Illa reaparece y firma este alegato en favor de la sanidad pública: un minuto que debe escucharse
También regresa con serias advertencias: "Esa humanidad es lo que hoy está en juego en el mundo".
El president de la Generalitat catalana, el socialista Salvador Illa, está de regreso tras haber pasado un mes de baja médica, ingresado en el Hospital Vall d'Hebrón por una una osteomielitis púbica. Lo primero que ha puesto sobre la mesa el mandatario catalán ha sido respuestas ante la crisis de Rodalies y la situación de las infraestructuras tras el impacto de las sucesivas borrascas que segaron la vida de dos personas en estas últimas semanas.
Illa también ha expresado que su regreso no es una vuelta más de un tiempo enfermo. Lo hace "con muchas ganas, energía y determinación", pero también con un sentimiento a mayores que ha querido subrayar en sus primeras palabras en el Palau tras la baja. Ha hablado de un "profundo sentimiento de agradecimiento", remarcando quiénes han sido los merecedores de este.

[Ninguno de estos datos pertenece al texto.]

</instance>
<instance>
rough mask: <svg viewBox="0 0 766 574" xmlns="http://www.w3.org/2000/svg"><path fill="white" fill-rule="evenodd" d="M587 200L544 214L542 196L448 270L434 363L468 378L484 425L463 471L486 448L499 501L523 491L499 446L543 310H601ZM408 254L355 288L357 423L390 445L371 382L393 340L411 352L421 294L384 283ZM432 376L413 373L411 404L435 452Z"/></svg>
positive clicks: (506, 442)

De esta forma, y en el marco de la declaración institucional que ha protagonizado Illa este lunes desde la Galería Gòtica del Palau, ha dedicado buena parte de sus palabras a los responsables de que haya podido regresar a la primera línea. Es apenas un minuto, pero que le basta a Illa para dejar un sentido alegato en favor de los profesionales sanitarios de la pública.
"No es fruto de la suerte ni por casualidad"
"Si he podido superar la dolencia y reincorporarme a la vida diaria no es fruto de la suerte ni por casualidad. Gracias a nuestro sistema de salud público ya todas las personas que lo conforman", ha dicho, rompiendo una lanza en favor de la sanidad pública. También ha dejado un mensaje, una demanda a la sociedad, la de que es necesario "cuidarse a uno mismo y cuidarnos entre nosotros".
"Esa humanidad es lo que hoy está en juego en el mundo. También en nuestra casa. No podemos caer en la trampa de deshumanizarnos entre nosotros. En circunstancia alguna: ni en el debate político, ni en las relaciones humanas, ni en las relaciones entre territorios. Los representantes públicos tenemos este primer deber ineludible: dar ejemplo de humanidad", ha expuesto Illa.
Pero no, no ha sido el único alegato que ha dejado el president, quien ha puesto en valor cuestiones como la familia, la amistad y la salud, pero también la necesidad de que en algunos momentos haya que parar para la reflexión: "No podemos permitir la mercantilización de nuestro bienestar ni de los valores humanos que lo sustentan".